The data has been generated from the database dump dated 20 October 2016 provided by the Wikimedia foundation licensed under the GNU Free Documentation License (GFDL) and the Creative Commons Attribution-Share-Alike 3.0 License.

WikiGrain provides information on all 5,006,601 Wikipedia articles (that is, pages in Namespace 0 that are not redirects) that are assigned to at least one category.

The WikiGrain Data is analyzed in the paper

Jürgen Lerner and Alessandro Lomi: Knowledge categorization affects popularity and quality of Wikipedia articles. PLoS ONE, 13(1):e0190674, 2018.

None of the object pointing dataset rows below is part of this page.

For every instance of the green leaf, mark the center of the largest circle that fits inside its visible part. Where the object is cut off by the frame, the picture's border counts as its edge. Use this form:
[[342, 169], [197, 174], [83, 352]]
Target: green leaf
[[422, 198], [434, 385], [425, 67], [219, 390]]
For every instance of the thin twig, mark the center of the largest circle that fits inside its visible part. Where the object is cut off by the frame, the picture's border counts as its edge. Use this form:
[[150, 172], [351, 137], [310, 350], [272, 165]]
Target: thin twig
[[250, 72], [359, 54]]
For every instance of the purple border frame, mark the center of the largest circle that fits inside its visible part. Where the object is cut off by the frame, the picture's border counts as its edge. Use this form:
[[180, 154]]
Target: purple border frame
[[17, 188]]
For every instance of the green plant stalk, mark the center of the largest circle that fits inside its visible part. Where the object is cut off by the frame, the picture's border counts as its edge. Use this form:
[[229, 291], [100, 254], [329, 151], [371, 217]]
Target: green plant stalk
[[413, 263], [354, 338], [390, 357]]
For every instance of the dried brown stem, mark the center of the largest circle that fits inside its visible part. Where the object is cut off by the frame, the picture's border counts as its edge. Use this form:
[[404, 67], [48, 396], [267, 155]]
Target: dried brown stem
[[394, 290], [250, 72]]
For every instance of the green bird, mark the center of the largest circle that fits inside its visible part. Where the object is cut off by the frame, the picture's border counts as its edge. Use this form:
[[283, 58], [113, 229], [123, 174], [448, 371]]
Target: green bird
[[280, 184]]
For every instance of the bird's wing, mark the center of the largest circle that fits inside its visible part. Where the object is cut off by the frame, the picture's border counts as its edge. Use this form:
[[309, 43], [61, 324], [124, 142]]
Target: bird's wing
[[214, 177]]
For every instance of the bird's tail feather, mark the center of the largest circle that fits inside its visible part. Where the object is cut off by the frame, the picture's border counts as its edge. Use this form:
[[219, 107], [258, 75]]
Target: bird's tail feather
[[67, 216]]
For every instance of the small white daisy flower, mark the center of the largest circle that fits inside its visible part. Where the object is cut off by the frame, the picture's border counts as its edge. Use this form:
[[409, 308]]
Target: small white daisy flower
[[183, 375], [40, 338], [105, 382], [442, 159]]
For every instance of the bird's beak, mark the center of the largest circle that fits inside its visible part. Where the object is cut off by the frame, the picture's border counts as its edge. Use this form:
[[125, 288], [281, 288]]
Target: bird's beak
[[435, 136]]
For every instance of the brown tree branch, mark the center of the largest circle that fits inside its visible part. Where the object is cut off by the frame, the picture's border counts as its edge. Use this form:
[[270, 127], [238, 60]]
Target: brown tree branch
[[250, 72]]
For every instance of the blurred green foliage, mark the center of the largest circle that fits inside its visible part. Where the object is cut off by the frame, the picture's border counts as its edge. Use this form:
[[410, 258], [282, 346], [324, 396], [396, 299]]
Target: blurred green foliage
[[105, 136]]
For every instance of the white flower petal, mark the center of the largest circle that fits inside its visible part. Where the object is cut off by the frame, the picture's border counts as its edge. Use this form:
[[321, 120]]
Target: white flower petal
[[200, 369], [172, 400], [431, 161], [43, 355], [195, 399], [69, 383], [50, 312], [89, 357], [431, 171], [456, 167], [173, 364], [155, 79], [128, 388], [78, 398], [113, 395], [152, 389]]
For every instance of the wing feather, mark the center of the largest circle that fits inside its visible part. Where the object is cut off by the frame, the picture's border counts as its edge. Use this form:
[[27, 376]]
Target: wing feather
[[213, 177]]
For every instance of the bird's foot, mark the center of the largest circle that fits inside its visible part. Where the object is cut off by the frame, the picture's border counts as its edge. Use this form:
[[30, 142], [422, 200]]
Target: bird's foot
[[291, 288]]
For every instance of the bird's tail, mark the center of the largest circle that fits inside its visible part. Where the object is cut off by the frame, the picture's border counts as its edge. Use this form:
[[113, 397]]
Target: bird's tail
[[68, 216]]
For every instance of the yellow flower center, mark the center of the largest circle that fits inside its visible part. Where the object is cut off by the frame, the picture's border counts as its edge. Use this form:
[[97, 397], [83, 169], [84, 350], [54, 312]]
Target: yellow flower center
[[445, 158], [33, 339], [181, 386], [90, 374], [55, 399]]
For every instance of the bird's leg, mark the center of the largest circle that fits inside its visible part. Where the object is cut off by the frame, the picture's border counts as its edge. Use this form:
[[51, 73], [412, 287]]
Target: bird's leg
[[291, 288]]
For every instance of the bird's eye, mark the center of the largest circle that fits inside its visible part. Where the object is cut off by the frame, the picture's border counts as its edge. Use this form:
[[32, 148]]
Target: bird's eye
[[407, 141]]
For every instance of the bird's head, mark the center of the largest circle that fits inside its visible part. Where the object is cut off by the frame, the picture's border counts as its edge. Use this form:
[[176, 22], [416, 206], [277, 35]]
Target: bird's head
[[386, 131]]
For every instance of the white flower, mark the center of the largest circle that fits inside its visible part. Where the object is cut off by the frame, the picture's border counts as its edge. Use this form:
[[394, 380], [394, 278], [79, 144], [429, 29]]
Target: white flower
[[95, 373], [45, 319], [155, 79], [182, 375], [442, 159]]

===============================================================
Individual files (tables in comma-separated-values-format):

---------------------------------------------------------------
* article_info.csv contains the following variables:

- "id"
(integer) Unique identifier for articles; identical with the page_id in the Wikipedia database.

- "granularity"
(decimal) The granularity of an article A is defined to be the average (mean) granularity of the categories of A, where the granularity of a category C is the shortest path distance in the parent-child subcategory network from the root category (Category:Articles) to C. Higher granularity values indicate articles whose topics are less general, narrower, more specific.

- "is.FA"
(boolean) True ('1') if the article is a featured article; false ('0') else.

- "is.FA.or.GA"
(boolean) True ('1') if the article is a featured article or a good article; false ('0') else.

- "is.top.importance"
(boolean) True ('1') if the article is listed as a top importance article by at least one WikiProject; false ('0') else.

- "number.of.revisions"
(integer) Number of times a new version of the article has been uploaded.

---------------------------------------------------------------
* article_to_tlc.csv
is a list of links from articles to the closest top-level categories (TLC) they are contained in. We say that an article A is a member of a TLC C if A is in a category that is a descendant of C and the distance from C to A (measured by the number of parent-child category links) is minimal over all TLC. An article can thus be member of several TLC.
The file contains the following variables:

- "id"
(integer) Unique identifier for articles; identical with the page_id in the Wikipedia database.

- "id.of.tlc"
(integer) Unique identifier for TLC in which the article is contained; identical with the page_id in the Wikipedia database.

- "title.of.tlc"
(string) Title of the TLC in which the article is contained.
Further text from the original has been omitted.